What are the minimum requirements for an instance to run the Aviatrix Controller Software?¶
We strongly recommend that the instance be at least t2.large and have at least 20GB of Storage to act as a Controller in AWS. Please check out https://docs.aviatrix.com/StartUpGuides/aviatrix-cloud-controller-startup-guide.html#select-instance-size for more information.
The controller needs to be able to resolve all DNS queries, download software, communicate with the gateways over port 443, redirect inbound SAML VPN connection (if used). The same goes with the gateways in regards to DNS queries and sending keepalive back to controller. Aviatrix controller must have an EIP even if it’s behind an ELB for all necessary communication to work. However you may access the UI using its private IP for operation.

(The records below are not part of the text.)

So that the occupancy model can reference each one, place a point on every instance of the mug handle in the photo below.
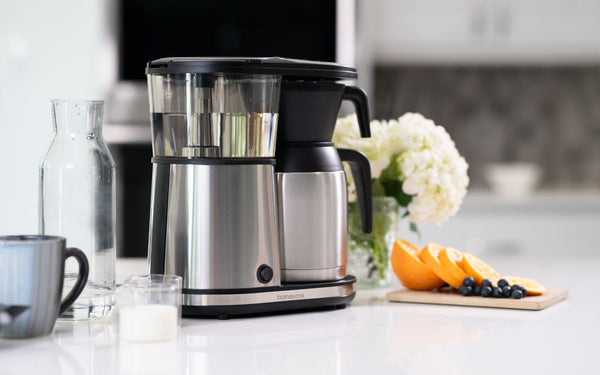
(84, 270)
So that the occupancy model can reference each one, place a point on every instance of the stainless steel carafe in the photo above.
(311, 183)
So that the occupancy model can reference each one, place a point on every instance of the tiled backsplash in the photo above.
(546, 115)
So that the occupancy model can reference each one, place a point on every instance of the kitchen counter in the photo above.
(371, 336)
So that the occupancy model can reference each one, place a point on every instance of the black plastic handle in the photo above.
(359, 98)
(361, 170)
(84, 271)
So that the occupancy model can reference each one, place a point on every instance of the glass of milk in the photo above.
(149, 308)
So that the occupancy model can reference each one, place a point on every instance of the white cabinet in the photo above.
(485, 31)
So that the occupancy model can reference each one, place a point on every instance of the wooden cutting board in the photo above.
(452, 297)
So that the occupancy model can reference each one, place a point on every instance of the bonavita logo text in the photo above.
(289, 297)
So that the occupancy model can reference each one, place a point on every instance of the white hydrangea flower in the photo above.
(431, 168)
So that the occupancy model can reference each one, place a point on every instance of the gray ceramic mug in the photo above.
(31, 278)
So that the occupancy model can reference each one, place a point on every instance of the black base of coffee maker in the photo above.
(289, 298)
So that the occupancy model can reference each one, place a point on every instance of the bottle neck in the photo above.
(75, 118)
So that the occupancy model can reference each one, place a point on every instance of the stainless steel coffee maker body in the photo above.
(214, 209)
(229, 213)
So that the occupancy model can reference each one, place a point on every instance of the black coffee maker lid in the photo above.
(287, 68)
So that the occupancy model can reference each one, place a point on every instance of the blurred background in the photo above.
(515, 83)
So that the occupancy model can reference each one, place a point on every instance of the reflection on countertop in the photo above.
(369, 336)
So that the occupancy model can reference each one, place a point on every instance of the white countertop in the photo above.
(371, 336)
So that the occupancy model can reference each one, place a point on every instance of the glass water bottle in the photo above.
(77, 201)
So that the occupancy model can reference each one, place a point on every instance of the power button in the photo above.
(264, 274)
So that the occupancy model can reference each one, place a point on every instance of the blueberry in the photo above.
(486, 282)
(497, 292)
(486, 291)
(469, 281)
(517, 294)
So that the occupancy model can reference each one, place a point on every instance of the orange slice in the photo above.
(533, 287)
(429, 256)
(450, 258)
(478, 269)
(409, 269)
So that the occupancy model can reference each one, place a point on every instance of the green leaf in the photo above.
(391, 183)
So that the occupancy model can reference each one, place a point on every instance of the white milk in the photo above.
(148, 322)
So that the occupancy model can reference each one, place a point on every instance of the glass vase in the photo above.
(369, 254)
(77, 201)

If you have enabled Controller HA functionality, please disable before initiating the following process. And do not forget to enable Controller HA after you finished with the disk size upgrade process.
If you have less than 20GB of Storage on your controller, please follow these steps to increase your disk space:
- Make a backup of your controller. (https://docs.aviatrix.com/HowTos/controller_backup.html)

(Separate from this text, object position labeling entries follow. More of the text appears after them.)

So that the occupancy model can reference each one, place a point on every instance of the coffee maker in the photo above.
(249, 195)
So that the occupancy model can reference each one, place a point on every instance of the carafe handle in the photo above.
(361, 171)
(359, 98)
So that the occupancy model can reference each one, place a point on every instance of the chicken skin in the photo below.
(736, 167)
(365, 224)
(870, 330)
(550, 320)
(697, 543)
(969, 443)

- Login to AWS console and locate the Aviatrix controller instance.
- Click on Root device: /dev/sda1 and then click on EBS ID vol-xxxxxxxxxx.
- With the volume selected, click Action > Modify Volume to change the Size 20.
- Click OK to start the resize process. Please make sure you wait until the State of the volume is “in-use - completed (100%)”.
- Select the Aviatrix controller instance in EC2 page. Click Reboot for the disk space to take effect.
- Confirm the controller is in running state in AWS console.
- Login to your controller to sanity test.
- Take a backup again, by following instructions at https://docs.aviatrix.com/HowTos/controller_backup.html
Note that rebooting the controller will not impact your IPsec tunnels as it’s not in the data path. Please send email to email@example.com, if you have any question.
Why are IAM policies important?¶
During the launch of your Aviatrix Controller, two IAM roles(aviatrix-role-ec2 & aviatrix-role-app) are created and two associated IAM policies(aviatrix-assume-role-policy & aviatrix-app-policy) are also created. These roles and policies allow the Controller to use AWS APIs to launch gateway instances, create new route entries and build networks and hence very important to keep your network operational. Please check out IAM Policies, Requirements, Customization and IAM for Secondary Access Accounts. After a software upgrade, please do update your IAM policies using the instructions in the above links - these updates have to be done for all accounts that have the Controller and the gateway.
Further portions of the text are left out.